Выбрать главу

Лезвие вошло как нож в яйцо, вспоминал он, рассказывая Берто. Правда, он не обмолвился, что это ощущение еще долго возвращалось к нему каждую ночь, а ладонь, которой он держал топорик, охватывал странный зуд. Не нужно было слов, Берто и так всё понял, глядя в его затуманенные глаза, и вдруг положил ладонь на запястье Вороньей Кости.

Этот жест вернул принца из его мрачных воспоминаний, он слегка вздрогнул и попытался говорить жёстко, ведь это он должен утешать Берто, а не наоборот.

— Позже, — добавил он, — я убил Квельдульфа, убийцу моей матери, тем же самым способом, но он мне никогда не снился.

Воронья Кость взглянул на Берто — его глаза походили на глаза жёлтой собаки, и он смутился — на самом деле юноша напомнил ему хазарскую девушку, которая была у него первой, и он сказал об этом, пытаясь сменить тему.

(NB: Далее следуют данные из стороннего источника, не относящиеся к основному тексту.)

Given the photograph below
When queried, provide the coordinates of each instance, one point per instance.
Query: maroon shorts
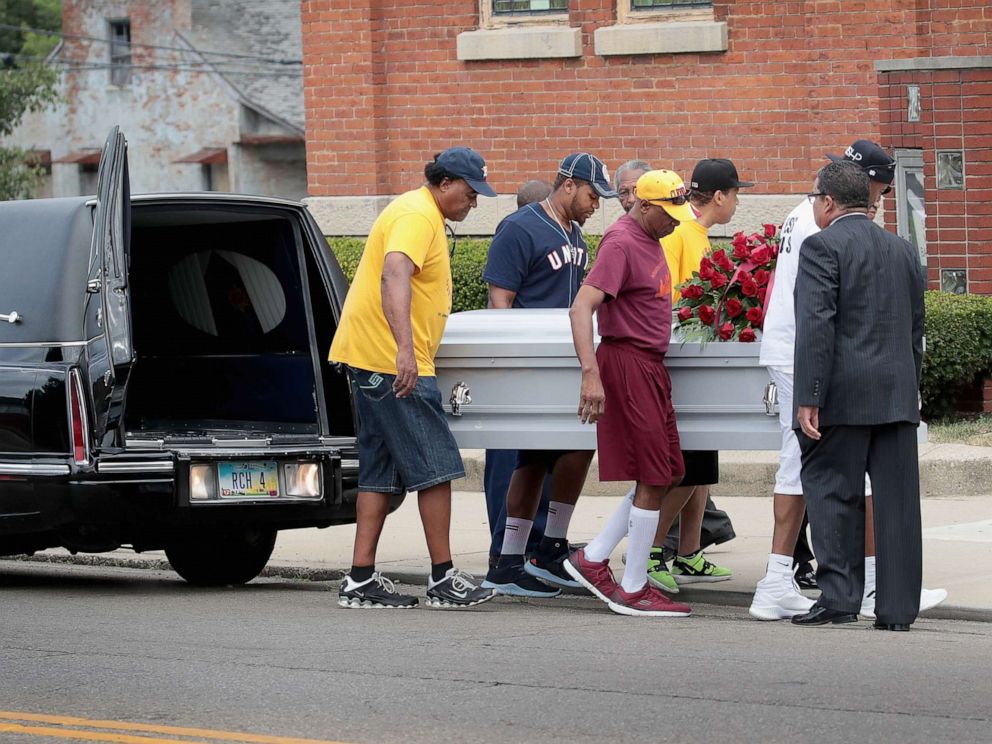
(637, 436)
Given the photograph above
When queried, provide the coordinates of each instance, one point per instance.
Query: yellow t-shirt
(684, 249)
(413, 225)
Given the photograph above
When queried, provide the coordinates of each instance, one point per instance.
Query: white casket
(510, 380)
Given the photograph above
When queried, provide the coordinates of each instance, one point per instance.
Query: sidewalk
(957, 548)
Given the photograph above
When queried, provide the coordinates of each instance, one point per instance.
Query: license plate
(248, 480)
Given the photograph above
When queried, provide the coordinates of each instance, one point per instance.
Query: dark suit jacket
(859, 325)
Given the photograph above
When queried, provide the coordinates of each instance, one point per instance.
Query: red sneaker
(596, 577)
(648, 602)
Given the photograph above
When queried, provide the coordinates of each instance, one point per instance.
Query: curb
(946, 470)
(720, 597)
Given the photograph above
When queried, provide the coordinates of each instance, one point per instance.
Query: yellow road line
(137, 728)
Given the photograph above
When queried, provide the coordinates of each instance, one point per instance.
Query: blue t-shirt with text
(530, 255)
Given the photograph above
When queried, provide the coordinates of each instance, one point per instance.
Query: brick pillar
(343, 75)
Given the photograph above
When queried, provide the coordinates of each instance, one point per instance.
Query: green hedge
(959, 348)
(468, 290)
(958, 327)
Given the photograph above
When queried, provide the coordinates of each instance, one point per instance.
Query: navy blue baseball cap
(589, 168)
(467, 164)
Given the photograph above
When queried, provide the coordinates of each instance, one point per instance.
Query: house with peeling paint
(208, 92)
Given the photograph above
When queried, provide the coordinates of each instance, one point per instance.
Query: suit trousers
(833, 478)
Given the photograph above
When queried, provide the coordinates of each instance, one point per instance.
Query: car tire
(219, 559)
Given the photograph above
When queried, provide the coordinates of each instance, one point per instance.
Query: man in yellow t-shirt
(714, 188)
(389, 332)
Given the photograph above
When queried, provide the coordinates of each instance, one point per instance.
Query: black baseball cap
(716, 174)
(875, 161)
(589, 168)
(467, 164)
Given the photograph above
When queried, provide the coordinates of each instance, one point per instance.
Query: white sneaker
(929, 598)
(778, 598)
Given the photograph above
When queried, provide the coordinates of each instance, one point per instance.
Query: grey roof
(267, 29)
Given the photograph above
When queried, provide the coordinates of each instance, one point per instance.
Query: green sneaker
(697, 570)
(659, 575)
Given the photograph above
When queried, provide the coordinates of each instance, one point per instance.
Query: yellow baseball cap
(665, 189)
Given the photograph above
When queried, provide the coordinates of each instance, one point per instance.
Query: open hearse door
(108, 307)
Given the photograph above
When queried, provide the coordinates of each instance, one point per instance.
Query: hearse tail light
(77, 422)
(302, 479)
(202, 484)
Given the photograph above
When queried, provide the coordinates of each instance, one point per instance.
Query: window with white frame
(512, 12)
(120, 51)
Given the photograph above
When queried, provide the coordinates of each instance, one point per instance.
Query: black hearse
(163, 376)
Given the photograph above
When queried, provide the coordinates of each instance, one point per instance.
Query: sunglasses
(678, 201)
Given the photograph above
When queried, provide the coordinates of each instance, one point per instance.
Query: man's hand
(406, 373)
(809, 421)
(592, 398)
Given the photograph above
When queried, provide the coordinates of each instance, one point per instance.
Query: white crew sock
(779, 565)
(559, 515)
(869, 573)
(609, 537)
(515, 536)
(641, 528)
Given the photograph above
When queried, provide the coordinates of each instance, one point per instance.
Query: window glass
(120, 52)
(664, 4)
(510, 7)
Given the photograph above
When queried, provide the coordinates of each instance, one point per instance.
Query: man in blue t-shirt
(537, 259)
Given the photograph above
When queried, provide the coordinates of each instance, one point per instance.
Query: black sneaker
(456, 589)
(516, 582)
(552, 570)
(806, 576)
(376, 593)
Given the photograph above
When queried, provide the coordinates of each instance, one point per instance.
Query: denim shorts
(404, 444)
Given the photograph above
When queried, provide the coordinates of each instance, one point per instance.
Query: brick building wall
(954, 117)
(384, 89)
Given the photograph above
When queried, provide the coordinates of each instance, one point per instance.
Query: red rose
(721, 259)
(741, 251)
(762, 255)
(692, 292)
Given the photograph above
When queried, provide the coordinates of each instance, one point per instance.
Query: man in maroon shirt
(627, 392)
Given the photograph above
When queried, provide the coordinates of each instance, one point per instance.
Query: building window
(655, 11)
(511, 7)
(503, 13)
(120, 52)
(911, 211)
(639, 5)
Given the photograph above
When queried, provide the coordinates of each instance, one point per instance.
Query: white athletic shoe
(929, 598)
(778, 598)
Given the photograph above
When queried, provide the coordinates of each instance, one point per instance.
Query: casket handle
(770, 399)
(460, 396)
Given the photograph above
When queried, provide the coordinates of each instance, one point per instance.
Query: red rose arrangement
(725, 299)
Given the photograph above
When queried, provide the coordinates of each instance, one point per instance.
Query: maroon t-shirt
(631, 269)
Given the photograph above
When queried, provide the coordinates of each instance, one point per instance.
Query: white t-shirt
(778, 336)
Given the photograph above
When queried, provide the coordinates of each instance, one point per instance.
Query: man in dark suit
(858, 356)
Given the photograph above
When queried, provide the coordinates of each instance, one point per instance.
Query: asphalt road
(129, 655)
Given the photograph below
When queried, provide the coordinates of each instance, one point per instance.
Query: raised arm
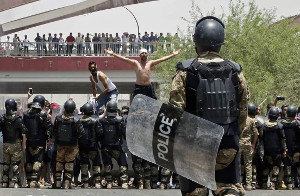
(127, 60)
(157, 61)
(103, 78)
(93, 87)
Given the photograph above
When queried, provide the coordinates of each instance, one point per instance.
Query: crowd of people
(85, 45)
(270, 146)
(208, 86)
(80, 141)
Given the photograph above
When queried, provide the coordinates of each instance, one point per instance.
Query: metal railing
(81, 49)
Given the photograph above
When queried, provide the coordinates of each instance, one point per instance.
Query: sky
(160, 16)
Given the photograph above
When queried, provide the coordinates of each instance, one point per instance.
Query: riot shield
(55, 112)
(261, 119)
(1, 157)
(174, 139)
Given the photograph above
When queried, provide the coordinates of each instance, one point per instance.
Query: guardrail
(81, 49)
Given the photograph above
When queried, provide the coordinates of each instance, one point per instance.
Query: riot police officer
(291, 129)
(12, 127)
(111, 145)
(247, 146)
(66, 131)
(38, 125)
(274, 148)
(209, 77)
(88, 145)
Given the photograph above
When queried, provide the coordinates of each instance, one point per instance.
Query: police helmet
(112, 107)
(291, 111)
(252, 108)
(11, 105)
(36, 105)
(209, 34)
(41, 99)
(69, 106)
(47, 103)
(87, 109)
(273, 113)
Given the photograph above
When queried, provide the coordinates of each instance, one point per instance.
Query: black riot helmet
(39, 98)
(209, 34)
(273, 114)
(252, 108)
(11, 105)
(69, 106)
(87, 109)
(291, 111)
(112, 107)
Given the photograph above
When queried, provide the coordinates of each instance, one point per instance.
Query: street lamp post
(135, 20)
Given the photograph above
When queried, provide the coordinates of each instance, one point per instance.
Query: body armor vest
(292, 136)
(10, 131)
(90, 137)
(213, 89)
(66, 133)
(111, 131)
(34, 124)
(272, 139)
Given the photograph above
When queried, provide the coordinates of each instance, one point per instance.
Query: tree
(268, 52)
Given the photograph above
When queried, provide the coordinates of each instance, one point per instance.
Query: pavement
(130, 192)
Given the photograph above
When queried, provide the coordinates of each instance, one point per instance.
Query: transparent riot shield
(174, 139)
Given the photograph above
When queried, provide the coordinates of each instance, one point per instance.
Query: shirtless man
(142, 70)
(145, 172)
(109, 90)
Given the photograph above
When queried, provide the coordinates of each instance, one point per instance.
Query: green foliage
(268, 52)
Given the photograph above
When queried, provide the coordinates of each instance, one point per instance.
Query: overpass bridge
(62, 75)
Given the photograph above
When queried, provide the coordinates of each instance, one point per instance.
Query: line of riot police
(70, 135)
(271, 147)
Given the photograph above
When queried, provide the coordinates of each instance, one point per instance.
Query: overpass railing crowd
(83, 49)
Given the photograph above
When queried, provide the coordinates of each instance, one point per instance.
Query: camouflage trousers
(271, 165)
(65, 162)
(224, 189)
(247, 154)
(34, 162)
(117, 153)
(85, 156)
(12, 156)
(289, 161)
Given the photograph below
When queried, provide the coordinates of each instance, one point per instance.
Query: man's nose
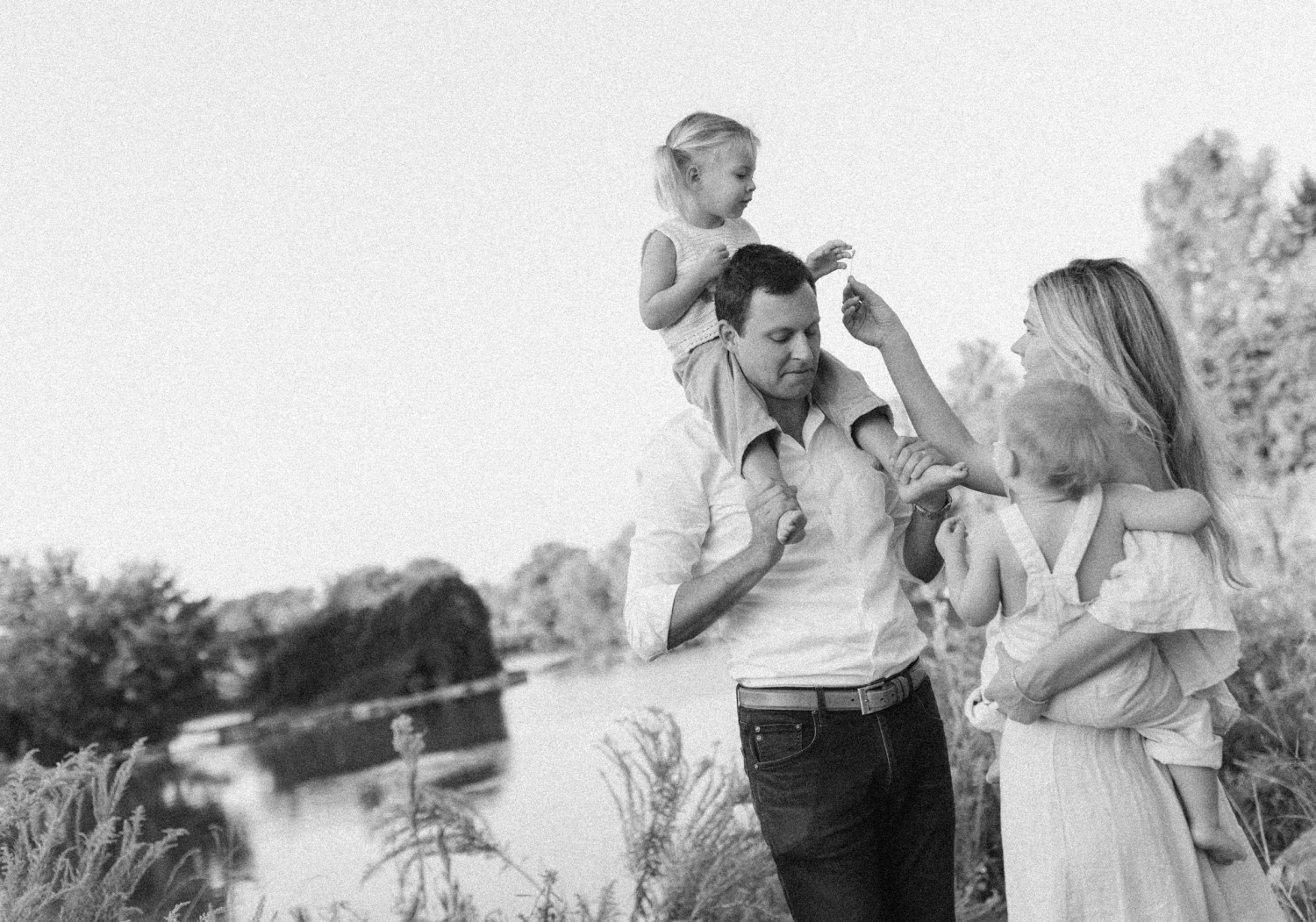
(802, 350)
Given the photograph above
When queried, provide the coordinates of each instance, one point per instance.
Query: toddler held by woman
(1042, 561)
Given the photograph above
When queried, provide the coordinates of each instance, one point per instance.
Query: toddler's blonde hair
(692, 137)
(1062, 436)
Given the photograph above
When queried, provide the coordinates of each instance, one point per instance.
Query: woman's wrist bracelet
(1013, 677)
(937, 513)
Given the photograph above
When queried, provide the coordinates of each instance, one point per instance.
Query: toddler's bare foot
(1219, 847)
(790, 527)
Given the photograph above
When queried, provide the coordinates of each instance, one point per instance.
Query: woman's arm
(1023, 690)
(871, 321)
(1184, 511)
(663, 299)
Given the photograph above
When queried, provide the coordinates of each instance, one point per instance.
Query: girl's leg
(762, 466)
(1198, 792)
(741, 424)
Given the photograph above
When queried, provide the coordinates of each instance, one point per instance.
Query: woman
(1091, 825)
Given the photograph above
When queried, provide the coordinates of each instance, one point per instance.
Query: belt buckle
(883, 687)
(863, 697)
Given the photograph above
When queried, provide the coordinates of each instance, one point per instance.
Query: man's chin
(794, 387)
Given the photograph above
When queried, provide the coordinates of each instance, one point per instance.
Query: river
(547, 800)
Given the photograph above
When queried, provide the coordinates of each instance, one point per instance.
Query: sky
(291, 289)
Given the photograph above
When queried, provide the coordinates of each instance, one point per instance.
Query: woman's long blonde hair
(1111, 333)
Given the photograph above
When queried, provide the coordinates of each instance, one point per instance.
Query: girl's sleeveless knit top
(699, 324)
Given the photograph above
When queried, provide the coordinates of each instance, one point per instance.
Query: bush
(108, 663)
(418, 638)
(1269, 755)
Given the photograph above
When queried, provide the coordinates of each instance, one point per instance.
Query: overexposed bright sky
(290, 289)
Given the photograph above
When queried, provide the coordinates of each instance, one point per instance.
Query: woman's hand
(1005, 690)
(920, 469)
(866, 316)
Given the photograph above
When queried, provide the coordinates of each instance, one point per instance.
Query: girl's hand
(866, 316)
(953, 540)
(713, 262)
(828, 258)
(1005, 692)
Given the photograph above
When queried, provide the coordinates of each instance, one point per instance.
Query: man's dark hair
(753, 268)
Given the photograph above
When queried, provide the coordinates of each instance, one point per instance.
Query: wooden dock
(302, 721)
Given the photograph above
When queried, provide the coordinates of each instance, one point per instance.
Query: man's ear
(1010, 461)
(728, 334)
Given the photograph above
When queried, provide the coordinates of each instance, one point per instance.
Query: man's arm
(666, 604)
(921, 556)
(702, 600)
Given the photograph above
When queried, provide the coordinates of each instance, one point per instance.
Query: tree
(105, 663)
(565, 595)
(1234, 268)
(979, 384)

Щёки Берто вспыхнули, глаза округлились.

— У тебя было много женщин? — спросил Берто и Воронья Кость задумался над вопросом.

— Первой была хазарская девушка. Мы с Владимиром прозвали её Лавкой, потому что она всегда делала это, стоя на четвереньках.

Сидевшие поблизости засмеялись, а глаза Берто распахнулись еще шире, и всем стало ясно, что юный венд никогда не был с девушкой.

— Мне было одиннадцать, — продолжал Воронья Кость, — и то, говорили, что я поздновато начал.

— Зато ты быстро наверстал, — угрюмо пробормотал Кэтилмунд. — Помнишь ту девчонку из данов, которую мы взяли в набеге, — ты ей так и не поделился.

— Сигрид, — медленно произнёс Воронья Кость, вспоминая. — Вскоре она заболела и умерла, так что никто не успел толком с ней позабавиться.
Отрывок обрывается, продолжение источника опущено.